Re: [PATCH 09/19] mm: New follow_pfnmap API

Peter Xu <peterx@xxxxxxxxxx> · Thu, 15 Aug 2024 14:52:56 -0400

On Thu, Aug 15, 2024 at 02:24:45PM -0300, Jason Gunthorpe wrote:
> On Thu, Aug 15, 2024 at 01:21:01PM -0400, Peter Xu wrote:
> > > Why? Either the function only returns PFN map no-struct page things or
> > > it returns struct page stuff too, in which case why bother to check
> > > the VMA flags if the caller already has to be correct for struct page
> > > backed results?
> > > 
> > > This function is only safe to use under the proper locking, and under
> > > those rules it doesn't matter at all what the result is..
> > 
> > Do you mean we should drop the PFNMAP|IO check?
> 
> Yeah
> 
> >  I didn't see all the
> > callers to say that they won't rely on proper failing of !PFNMAP&&!IO vmas
> > to work alright.  So I assume we should definitely keep them around.
> 
> But as before, if we care about this we should be using vm_normal_page
> as that is sort of abusing the PFNMAP flags.
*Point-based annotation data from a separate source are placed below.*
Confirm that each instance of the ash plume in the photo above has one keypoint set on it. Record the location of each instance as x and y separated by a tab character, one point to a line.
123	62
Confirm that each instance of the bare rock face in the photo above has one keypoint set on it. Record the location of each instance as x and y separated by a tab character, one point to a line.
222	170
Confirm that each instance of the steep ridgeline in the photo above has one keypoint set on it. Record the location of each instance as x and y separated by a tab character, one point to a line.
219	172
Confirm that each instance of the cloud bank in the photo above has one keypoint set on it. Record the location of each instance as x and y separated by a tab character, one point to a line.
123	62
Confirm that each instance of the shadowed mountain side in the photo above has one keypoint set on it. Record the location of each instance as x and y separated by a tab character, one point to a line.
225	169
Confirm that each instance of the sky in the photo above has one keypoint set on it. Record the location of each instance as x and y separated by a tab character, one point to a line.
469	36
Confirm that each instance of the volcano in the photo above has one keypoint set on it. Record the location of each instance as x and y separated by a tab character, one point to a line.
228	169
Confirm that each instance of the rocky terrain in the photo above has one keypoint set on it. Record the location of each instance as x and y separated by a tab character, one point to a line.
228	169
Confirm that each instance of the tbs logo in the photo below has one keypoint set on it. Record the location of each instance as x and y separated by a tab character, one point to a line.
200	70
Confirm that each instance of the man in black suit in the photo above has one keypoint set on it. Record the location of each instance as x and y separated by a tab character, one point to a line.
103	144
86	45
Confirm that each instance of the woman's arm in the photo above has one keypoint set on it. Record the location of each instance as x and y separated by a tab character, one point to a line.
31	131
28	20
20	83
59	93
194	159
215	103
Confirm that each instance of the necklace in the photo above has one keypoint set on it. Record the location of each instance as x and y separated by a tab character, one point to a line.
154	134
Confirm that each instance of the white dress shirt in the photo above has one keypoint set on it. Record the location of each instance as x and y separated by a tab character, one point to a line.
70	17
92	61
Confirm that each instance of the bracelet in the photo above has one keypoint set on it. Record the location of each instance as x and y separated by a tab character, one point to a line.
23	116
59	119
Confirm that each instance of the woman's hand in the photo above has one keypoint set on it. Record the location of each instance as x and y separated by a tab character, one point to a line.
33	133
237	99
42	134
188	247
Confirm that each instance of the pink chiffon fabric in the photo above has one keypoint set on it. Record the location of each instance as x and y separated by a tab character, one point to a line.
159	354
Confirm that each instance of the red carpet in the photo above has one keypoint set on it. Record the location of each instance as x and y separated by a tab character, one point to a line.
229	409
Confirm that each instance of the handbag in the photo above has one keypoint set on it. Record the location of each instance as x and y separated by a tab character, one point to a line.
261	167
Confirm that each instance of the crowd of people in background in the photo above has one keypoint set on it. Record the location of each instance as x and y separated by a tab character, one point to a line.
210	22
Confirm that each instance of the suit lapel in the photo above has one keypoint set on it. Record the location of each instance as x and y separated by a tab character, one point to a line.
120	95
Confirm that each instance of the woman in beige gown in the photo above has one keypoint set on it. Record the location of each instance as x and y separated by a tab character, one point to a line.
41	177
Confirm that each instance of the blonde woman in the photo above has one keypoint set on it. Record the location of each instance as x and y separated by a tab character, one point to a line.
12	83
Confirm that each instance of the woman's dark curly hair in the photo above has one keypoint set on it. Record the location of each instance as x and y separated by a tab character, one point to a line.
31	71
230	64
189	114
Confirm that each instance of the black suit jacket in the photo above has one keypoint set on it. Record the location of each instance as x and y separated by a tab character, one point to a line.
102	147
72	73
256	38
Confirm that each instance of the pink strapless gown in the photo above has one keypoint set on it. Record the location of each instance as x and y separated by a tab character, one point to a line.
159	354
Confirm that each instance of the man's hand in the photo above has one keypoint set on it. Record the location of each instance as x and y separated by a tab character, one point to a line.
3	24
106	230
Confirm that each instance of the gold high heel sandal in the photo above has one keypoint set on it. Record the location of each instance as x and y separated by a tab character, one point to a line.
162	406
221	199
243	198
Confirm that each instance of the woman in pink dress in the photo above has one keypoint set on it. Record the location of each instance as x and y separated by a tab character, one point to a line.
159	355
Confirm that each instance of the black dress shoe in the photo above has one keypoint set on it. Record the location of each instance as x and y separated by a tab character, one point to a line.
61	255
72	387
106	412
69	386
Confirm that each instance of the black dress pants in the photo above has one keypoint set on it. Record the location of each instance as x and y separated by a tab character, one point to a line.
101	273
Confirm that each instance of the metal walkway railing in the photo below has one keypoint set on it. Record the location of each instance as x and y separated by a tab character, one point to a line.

I can't say it's abusing..  Taking access_remote_vm() as example again, it
can go back as far as 2008 with Rik's commit here:

    commit 28b2ee20c7cba812b6f2ccf6d722cf86d00a84dc
    Author: Rik van Riel <riel@xxxxxxxxxx>
    Date:   Wed Jul 23 21:27:05 2008 -0700

    access_process_vm device memory infrastructure

So it starts with having GUP failing pfnmaps first for remote vm access, as
what we also do right now with check_vma_flags(), then this whole walker is
a remedy for that.

It isn't used at all for normal VMAs, unless it's a private pfnmap mapping
which should be extremely rare, or if it's IO+!PFNMAP, which is a world I
am not familiar with..

In all cases, I hope we can still leave this alone in the huge pfnmap
effort, as they do not yet to be closely relevant.  From that POV, this
patch as simple as "teach follow_pte() to know huge mappings", while it's
just that we can't modify on top when the old interface won't work when
stick with pte_t.  Most of the rest was inherited from follow_pte();
there're still some trivial changes elsewhere, but here on the vma flag
check we stick the same with old.

> 
> > >   Any physical address obtained through this API is only valid while
> > >   the @follow_pfnmap_args. Continuing to use the address after end(),
> > >   without some other means to synchronize with page table updates
> > >   will create a security bug.
> > 
> > Some misuse on wordings here (e.g. we don't return PA but PFN), and some
> > sentence doesn't seem to be complete.. but I think I get the "scary" part
> > of it.  How about this, appending the scary part to the end?
> > 
> >  * During the start() and end() calls, the results in @args will be valid
> >  * as proper locks will be held.  After the end() is called, all the fields
> >  * in @follow_pfnmap_args will be invalid to be further accessed.  Further
> >  * use of such information after end() may require proper synchronizations
> >  * by the caller with page table updates, otherwise it can create a
> >  * security bug.
> 
> I would specifically emphasis that the pfn may not be used after
> end. That is the primary mistake people have made.
> 
> They think it is a PFN so it is safe.

I understand your concern. It's just that it seems still legal to me to use
it as long as proper action is taken.

I hope "require proper synchronizations" would be the best way to phrase
this matter, but maybe you have even better suggestion to put this, which
I'm definitely open to that too.

> 
> > It sounds like we need some mmu notifiers when mapping the IOMMU pgtables,
> > as long as there's MMIO-region / P2P involved.  It'll make sure when
> > tearing down the BAR mappings, the devices will at least see the same view
> > as the processors.
> 
> I think the mmu notifiers can trigger too often for this to be
> practical for DMA :(

I guess the DMAs are fine as normally the notifier will be no-op, as long
as the BAR enable/disable happens rare.  But yeah, I see you point, and
that is probably a concern if those notifier needs to be kicked off and
walk a bunch of MMIO regions, even if 99% of the cases it'll do nothing.

Thanks,

-- 
Peter Xu